Annusare e descrivere il percepito è una faccenda tutt’altro che semplice, ma sebbene sia complesso dare un nome agli odori l’intelligenza sensoriale ci fa riconoscere ciò che è “buono e/o tipico” da ciò che non lo è. Con il caffè questa regoletta viene in parte aggirata per questioni culturali. Abbiamo una strettissima relazione con la bevanda ma siamo stati indottrinati con prodotti tendenzialmente scadenti e su quelli abbiamo costruito i nostri riferimenti sensoriali, non solo tollerando ma considerando addirittura tipici alcuni aspetti che invece sottintendono scara qualità. Fulgido esempio il sentore di bruciato che ci capita di sentire in alcune tazzine, che invece andrebbe incasellato alla voce difetto. Fumo, mozzicone di sigaretta, sono tutte cose che non dovremmo sentire in un buon espresso. Bandite anche le note di muffa, cantina, terra umida o legno marcio. Può capitare di percepire anche sentori da ossidazione, in particolare degli olii presenti talvolta sulla superficie del chicco che possono irrancidire in presenza di ossigeno. Un buon espresso si caratterizza solitamente per un ventaglio aromatico dominato da sentori tostati: nocciola, cacao, cioccolato, crosta di pane solo per citare i più comuni.

Un buon caffè non è mai molto amaro

Perché il caffè è amaro? La tostatura gioca sicuramente un ruolo importante, caffè molto tostati (bruciati) si palesano anche per l’amaro inteso, ma anche l’estrazione può accentuare questa caratteristica in tazza. Dobbiamo poi considerare la presenza di caffeina, sostanza amara prodotta dalla pianta per difendersi dai parassiti. Delle due specie che rivestono interesse commerciale, Arabica e Robusta, la seconda ne contiene in maggiore quantità, quindi se nella nostra miscela sono presenti percentuali generose di Robusta può essere che un po’ di quell’amaro derivi appunto dalla materia prima. Ma al netto della nostra soggettiva confidenza con le sostanze amare, non dovremmo sentire l’irrefrenabile desiderio di zuccherare il caffè (non dovremmo nemmeno aggiungerlo lo zucchero), né di bere acqua dopo. In un buon espresso l’amaro dovrebbe palesarsi con un accenno, caffè molto amari non sono da considerarsi identitari di nessun “saper fare italiano”, semmai ci parlano di una materia prima non eccelsa, tostata ed estratta male. Potremmo invece apprezzare la naturale dolcezza di alcune Arabica.

Tra le caratteristiche godibili in tazza va menzionata anche l’acidità.

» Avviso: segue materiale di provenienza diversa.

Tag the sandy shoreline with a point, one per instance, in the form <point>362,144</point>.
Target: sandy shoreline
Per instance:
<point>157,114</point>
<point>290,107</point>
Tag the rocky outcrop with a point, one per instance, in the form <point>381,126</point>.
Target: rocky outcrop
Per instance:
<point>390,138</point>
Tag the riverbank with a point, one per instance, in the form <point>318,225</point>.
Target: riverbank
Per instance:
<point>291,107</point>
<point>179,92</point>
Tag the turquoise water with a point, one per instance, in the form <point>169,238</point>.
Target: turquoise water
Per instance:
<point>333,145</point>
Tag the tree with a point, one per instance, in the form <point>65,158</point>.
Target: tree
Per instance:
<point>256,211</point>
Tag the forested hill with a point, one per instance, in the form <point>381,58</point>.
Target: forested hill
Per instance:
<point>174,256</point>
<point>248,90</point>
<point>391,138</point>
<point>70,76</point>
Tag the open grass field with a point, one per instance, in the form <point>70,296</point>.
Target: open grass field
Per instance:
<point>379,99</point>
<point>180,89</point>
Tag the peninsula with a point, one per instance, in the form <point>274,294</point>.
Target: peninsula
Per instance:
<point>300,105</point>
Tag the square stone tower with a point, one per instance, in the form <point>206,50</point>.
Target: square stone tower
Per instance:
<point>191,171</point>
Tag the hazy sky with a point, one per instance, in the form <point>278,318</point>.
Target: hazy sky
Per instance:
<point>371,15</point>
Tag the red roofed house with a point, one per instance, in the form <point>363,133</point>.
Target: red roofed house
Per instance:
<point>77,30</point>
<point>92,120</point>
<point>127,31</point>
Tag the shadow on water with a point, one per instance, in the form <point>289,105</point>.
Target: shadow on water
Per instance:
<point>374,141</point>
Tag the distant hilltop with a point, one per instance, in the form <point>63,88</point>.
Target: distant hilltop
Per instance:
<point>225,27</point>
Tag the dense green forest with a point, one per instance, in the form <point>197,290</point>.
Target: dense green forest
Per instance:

La freschezza talvolta sostenuta che possiamo percepire in alcuni caffè non è un difetto, anzi. La percezione acidula è legata sia alla provenienza della materia prima sia al metodo di lavorazione del caffè, ed è considerata un tratto godibile. Lo stile italiano dell’espresso ci ha educati ad apprezzare acidità solitamente basse, non amiamo moltissimo questo tratto sensoriale, paradossalmente siamo più abituati alle amarezze estreme di alcuni pessimi caffè. Un buon espresso potrebbe insomma palesarsi per avere più freschezza che amarezza, e per quanto possa sembrarci strano è esattamente così che dovrebbe essere. L’astringenza è invece da considerarsi un difetto, un buon espresso non dovrebbe lasciarci sensazioni di ruvidità e secchezza dopo averlo deglutito. Il sorso dovrebbe essere abbastanza sciropposo, l’amaro se presente dovrebbe essere contenuto, l’acidità percepibile ma moderata dovrebbe accompagnare il sorso lasciandoci la bocca pulita dopo la deglutizione e un ricordo godibile di sentori tostati e fruttati, è questa in sintesi la carta d’identità sensoriale di un buon espresso.